We have both always loved stories—not just reading and writing them but also discovering how the stories we tell affect our culture and our personal lives. Here’s how we put it in one essay: “Instead of just an ancient configuration of instincts, we also shape our lives with stories: communal stories about goodness and evil, heroism and cowardice, success and failure—personal stories about responsibilities and relationships and the significance of our desires. As individuals, tribes, and nations, we are guided, even driven, by our stories about what is real and about what matters.”
Says a character in one of our essays, “I think that the relationship of art to reality lies in the creative act itself. It’s not in the images or other results produced. The creation of images is part of the learning process, not something carried out after it.” Creativity is another topic we could go on about. We think that self-expression is an overrated part of it.

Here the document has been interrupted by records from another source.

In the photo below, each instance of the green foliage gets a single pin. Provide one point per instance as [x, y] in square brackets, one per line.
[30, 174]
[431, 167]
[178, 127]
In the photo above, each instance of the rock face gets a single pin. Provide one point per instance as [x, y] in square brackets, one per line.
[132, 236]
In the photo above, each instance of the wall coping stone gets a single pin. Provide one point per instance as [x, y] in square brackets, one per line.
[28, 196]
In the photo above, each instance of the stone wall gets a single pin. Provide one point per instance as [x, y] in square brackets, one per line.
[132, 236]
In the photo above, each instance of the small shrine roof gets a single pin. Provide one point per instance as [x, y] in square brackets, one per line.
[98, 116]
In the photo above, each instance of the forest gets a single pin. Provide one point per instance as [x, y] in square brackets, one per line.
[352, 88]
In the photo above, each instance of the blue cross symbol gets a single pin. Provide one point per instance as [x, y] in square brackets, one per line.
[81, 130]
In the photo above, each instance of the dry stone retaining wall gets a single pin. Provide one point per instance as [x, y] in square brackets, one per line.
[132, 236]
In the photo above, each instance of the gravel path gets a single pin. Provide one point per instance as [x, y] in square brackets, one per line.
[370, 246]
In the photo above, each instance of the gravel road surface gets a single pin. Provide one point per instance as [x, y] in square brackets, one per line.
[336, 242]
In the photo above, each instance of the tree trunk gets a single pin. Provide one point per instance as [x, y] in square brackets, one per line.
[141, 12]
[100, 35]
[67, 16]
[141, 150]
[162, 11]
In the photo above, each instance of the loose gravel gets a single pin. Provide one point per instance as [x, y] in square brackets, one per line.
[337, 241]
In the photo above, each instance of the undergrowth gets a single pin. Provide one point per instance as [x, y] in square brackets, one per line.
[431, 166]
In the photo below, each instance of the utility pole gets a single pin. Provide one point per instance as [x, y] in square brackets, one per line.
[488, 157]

In our tweets you’ll see some by a character named Aforista. She’s a fictional postfuturist sage, and she has a lot to say.
Those of you who’ve visited our Madeira Press Site probably noticed a couple of flies wagging their wings. Just in case you didn’t scroll down, here’s what that’s all about:
“They had been drowned in Madeira wine…. Having heard it remarked that drowned flies were capable of being revived by the rays of the sun, I proposed making the experiment upon these.… In less than three hours, two of them by degrees began to recover life. They commenced by some convulsive motions in the thighs, and at length they raised themselves upon their legs, wiped their eyes with their fore feet, beat and brushed their wings with their hind feet, and soon after began to fly.… I should prefer to an ordinary death, the being immersed in a cask of Madeira wine, with a few friends … then to be recalled to life by the solar warmth of my dear country!”